Prefiro escorregar nos becos lamacentos,
Redemoinhar aos ventos,
Como farrapos, arrastar os pés sangrentos,
A ir por aí...


Se vim ao mundo, foi
Só para desflorar florestas virgens,
E desenhar meus próprios pés na areia inexplorada!
O mais que faço não vale nada.
Como, pois, sereis vós
Que me dareis impulsos, ferramentas e coragem
Para eu derrubar os meus obstáculos?...
Corre, nas vossas veias, sangue velho dos avós,
E vós amais o que é fácil!
Eu amo o Longe e a Miragem,
Amo os abismos, as torrentes, os desertos...
Ide! Tendes estradas,
Tendes jardins, tendes canteiros,
Tendes pátria, tendes tectos,
E tendes regras, e tratados, e filósofos, e sábios...
Eu tenho a minha Loucura !
Levanto-a, como um facho, a arder na noite escura,
E sinto espuma, e sangue, e cânticos nos lábios...
Deus e o Diabo é que guiam, mais ninguém!

Todos tiveram pai, todos tiveram mãe;
Mas eu, que nunca principio nem acabo,
Nasci do amor que há entre Deus e o Diabo.
Ah, que ninguém me dê piedosas intenções,
Ninguém me peça definições!
Ninguém me diga: "vem por aqui"!
A minha vida é um vendaval que se soltou,
É uma onda que se alevantou,
É um átomo a mais que se animou...
Não sei por onde vou,
Não sei para onde vou
Sei que não vou por aí!

Este poema do nosso aclamado poeta português, José Régio, é um dos poemas que me mais me enleva o espírito. Um poema grandioso, cheio de força e dos mais bonitos que conheço. Inspirador e marcante pois possui uma mensagem que é um hino à integridade e à coragem de sermos quem somos. De sermos leais a nós mesmos e fiéis aos nossos valores.
E por isso jamais poderia deixar de partilhar este poema, com que tanto me identifico, quando decido iniciar este blog de poesia.
Uma mensagem poderosa sobre como as pessoas dotadas de vontade férrea resistem ás tentações do fácil e do já feito...  são essas pessoas com coragem que seguem sempre os caminhos inexplorados e mais difíceis, os caminhos que os seus valores lhe incutem e jamais se deixam influenciar ou desviar dos seus intentos, por maus conselheiros ou facilitismos.

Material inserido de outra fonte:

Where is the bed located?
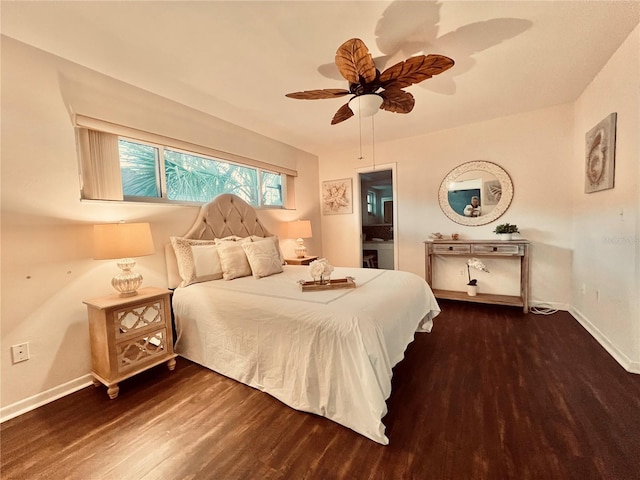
[167,194,440,445]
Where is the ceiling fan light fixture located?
[349,93,382,117]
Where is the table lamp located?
[286,220,311,258]
[93,222,154,297]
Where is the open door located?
[358,166,397,270]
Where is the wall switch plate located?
[11,342,29,363]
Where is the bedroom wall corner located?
[570,26,640,373]
[0,36,321,416]
[320,104,573,306]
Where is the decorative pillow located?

O Cântico Negro é considerado um poema-manifesto pois dentro dele há elementos comuns da poética de José Régio. O seu primeiro livro de poemas, onde se encontra esta poesia, tem como tema central a religiosidade, Deus e o Diabo.
Essa temática será recorrente na obra de José Régio, sendo um dos pilares de suas reflexões metafísicas. A religiosidade em Régio se aproxima um pouco do simbolismo, ao mesmo tempo que faz uma eterna passagem em círculos entre o grotesco e o sublime, como em Baudelaire.
No poema em questão, Deus e o Diabo, o grotesco e o sublime estão em eterno movimento. A união das duas figuras é marcante, como nos versos:
Sua individualidade reside na suas escolhas, não seguir o caminho de todos e procurar um caminho diferente, mesmo que seja mais difícil, mais obscuro.
A importância do indivíduo está presente em todo o poema. Ao longos do versos o poeta vai afirmando essa necessidade de ser único, contrariando a vontade e os desígnios dos outros.

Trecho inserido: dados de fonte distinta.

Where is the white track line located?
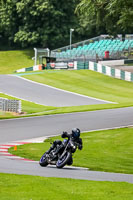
[8,75,117,104]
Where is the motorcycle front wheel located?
[39,153,48,167]
[56,151,72,168]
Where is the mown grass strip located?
[0,174,133,200]
[24,70,133,104]
[0,50,34,74]
[9,128,133,174]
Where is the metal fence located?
[0,98,21,113]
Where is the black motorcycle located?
[39,138,78,168]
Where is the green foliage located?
[76,0,133,35]
[0,0,76,48]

Cântico Negro por Maria Bethânia em vídeo..
O poema de José Régio ganhou popularidade no Brasil pela voz da artista Maria Bethânia, que proclamava o poema em algumas apresentações. O poema foi gravado no álbum ao vivo Nossos Momentos, de 1982, e precedia a música Estranha forma de Vida, um fado de Amália Rodrigues e de A.Duarte Marceneiro.
Em 2013, o poema foi gravado novamente no DVD do show Carta de Amor seguido pela música de Caetano Veloso Não enche o saco. O concerto de Bethânia foi feito após a polêmica da cantora com a Lei Rouanet, e a leitura do poema seguido da música foi interpretado por muitos como um desabafo.